Clinical Documentation Improvement (CDI) and DRG Validation (DRGV)
- Clinical Documentation Improvement (CDI) is critical to capturing the true clinical picture of a patient’s stay. Proper and accurate documentation is essential for several reasons, including patient safety, accurately recording population health, and claim submission.
- DRG Validation service bridges the gap between CDI and Coding by auditing the coded data with the correlation of clinical validation of the diagnosis in the patient’s medical record.
- Comparing or contrasting past and current encounters to validate diagnoses and treatment plans rests solely on documentation. Clinicians can use historical data in a variety of statistical analyses to establish evidence-based medicine and associated treatment protocols.
- In order to obtain proper reimbursement for services rendered, drugs administered and other billable items, clinical documentation is paramount. The primary focus of clinicians is patient care. More time spent on documentation takes a physician’s attention away from patient care. Our team of expert credentialed auditors are ready to help.

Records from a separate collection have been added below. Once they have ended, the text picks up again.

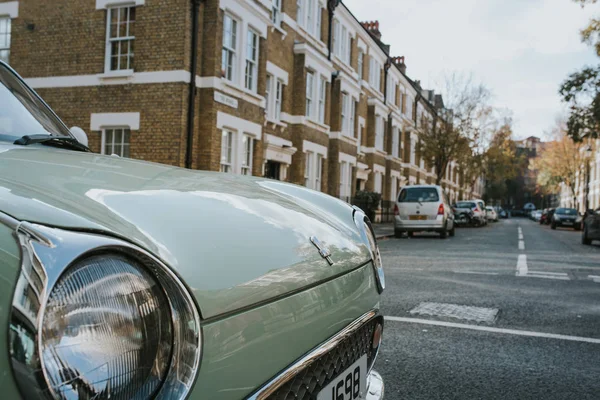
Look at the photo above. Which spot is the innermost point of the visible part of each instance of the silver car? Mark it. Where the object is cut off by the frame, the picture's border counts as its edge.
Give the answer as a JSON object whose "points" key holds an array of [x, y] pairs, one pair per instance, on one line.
{"points": [[423, 208]]}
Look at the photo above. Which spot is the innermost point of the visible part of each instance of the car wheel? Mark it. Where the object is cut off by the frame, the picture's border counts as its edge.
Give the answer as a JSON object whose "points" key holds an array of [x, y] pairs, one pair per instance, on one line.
{"points": [[584, 238], [444, 232]]}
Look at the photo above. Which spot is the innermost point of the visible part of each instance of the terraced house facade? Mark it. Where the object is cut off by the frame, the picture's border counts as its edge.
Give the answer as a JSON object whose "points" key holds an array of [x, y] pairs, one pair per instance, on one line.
{"points": [[294, 90]]}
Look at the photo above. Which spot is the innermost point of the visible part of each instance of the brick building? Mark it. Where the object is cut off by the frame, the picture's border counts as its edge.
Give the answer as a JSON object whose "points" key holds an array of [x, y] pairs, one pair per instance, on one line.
{"points": [[295, 90]]}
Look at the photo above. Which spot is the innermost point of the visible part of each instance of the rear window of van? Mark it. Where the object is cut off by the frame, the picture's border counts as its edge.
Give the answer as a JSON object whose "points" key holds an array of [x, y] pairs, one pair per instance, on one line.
{"points": [[418, 195]]}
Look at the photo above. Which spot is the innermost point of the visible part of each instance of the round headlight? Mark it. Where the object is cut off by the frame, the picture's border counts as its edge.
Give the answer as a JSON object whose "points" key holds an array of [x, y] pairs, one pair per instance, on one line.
{"points": [[106, 331], [368, 234]]}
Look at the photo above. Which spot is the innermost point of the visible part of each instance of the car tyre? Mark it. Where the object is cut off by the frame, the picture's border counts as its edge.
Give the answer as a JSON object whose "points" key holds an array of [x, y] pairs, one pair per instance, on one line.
{"points": [[444, 233], [584, 239]]}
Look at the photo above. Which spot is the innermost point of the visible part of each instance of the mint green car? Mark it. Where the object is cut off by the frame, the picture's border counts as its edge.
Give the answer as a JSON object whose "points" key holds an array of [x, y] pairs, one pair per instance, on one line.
{"points": [[122, 279]]}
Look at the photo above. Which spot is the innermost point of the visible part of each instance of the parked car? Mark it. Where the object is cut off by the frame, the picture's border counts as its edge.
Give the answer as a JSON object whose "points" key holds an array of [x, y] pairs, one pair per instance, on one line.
{"points": [[591, 227], [480, 212], [463, 213], [567, 217], [423, 208], [126, 279], [547, 216], [491, 214], [502, 213]]}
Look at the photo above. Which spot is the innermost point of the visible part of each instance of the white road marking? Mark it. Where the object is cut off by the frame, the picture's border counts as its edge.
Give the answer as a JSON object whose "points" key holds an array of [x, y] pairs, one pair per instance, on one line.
{"points": [[494, 330], [476, 273], [558, 278], [522, 265], [548, 273], [448, 310]]}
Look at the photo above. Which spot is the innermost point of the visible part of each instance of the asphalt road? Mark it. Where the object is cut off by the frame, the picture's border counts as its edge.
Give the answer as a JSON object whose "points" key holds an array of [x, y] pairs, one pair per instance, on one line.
{"points": [[541, 299]]}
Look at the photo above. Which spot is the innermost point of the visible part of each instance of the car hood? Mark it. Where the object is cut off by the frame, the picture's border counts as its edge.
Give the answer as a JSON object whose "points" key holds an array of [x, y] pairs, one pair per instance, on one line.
{"points": [[236, 241]]}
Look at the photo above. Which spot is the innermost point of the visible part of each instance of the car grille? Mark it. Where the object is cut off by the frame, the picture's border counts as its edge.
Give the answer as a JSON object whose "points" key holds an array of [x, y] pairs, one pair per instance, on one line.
{"points": [[307, 383]]}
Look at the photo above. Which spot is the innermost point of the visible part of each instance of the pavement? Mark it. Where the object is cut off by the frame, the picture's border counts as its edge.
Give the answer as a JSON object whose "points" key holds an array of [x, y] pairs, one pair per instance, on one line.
{"points": [[507, 311]]}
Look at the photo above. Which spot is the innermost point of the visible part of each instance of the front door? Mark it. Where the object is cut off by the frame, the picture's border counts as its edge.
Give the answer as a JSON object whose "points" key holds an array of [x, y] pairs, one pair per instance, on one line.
{"points": [[273, 170]]}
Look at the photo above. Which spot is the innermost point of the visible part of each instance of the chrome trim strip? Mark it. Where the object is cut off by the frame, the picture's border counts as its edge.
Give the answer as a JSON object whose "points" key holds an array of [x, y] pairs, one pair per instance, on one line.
{"points": [[9, 221], [279, 380], [365, 229], [46, 253]]}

- The Paramount Health Solutions crew is comprised of physicians and highly trained individuals who focus on the details in every patient chart. They review charts for information indicating exactly what was included in the patient encounter.
- With Clinical Documentation Improvement and DRG Validation, our team looks for coding errors as well as incomplete or missing documentation to ensure the best practice workflow is being implemented.
- DRGV services ensure and promote a denial prevention strategy by ensuring proper documentation completeness for appealing any potential payor denials. Paramount Health Solutions experts are here to protect our clients with precision and accuracy.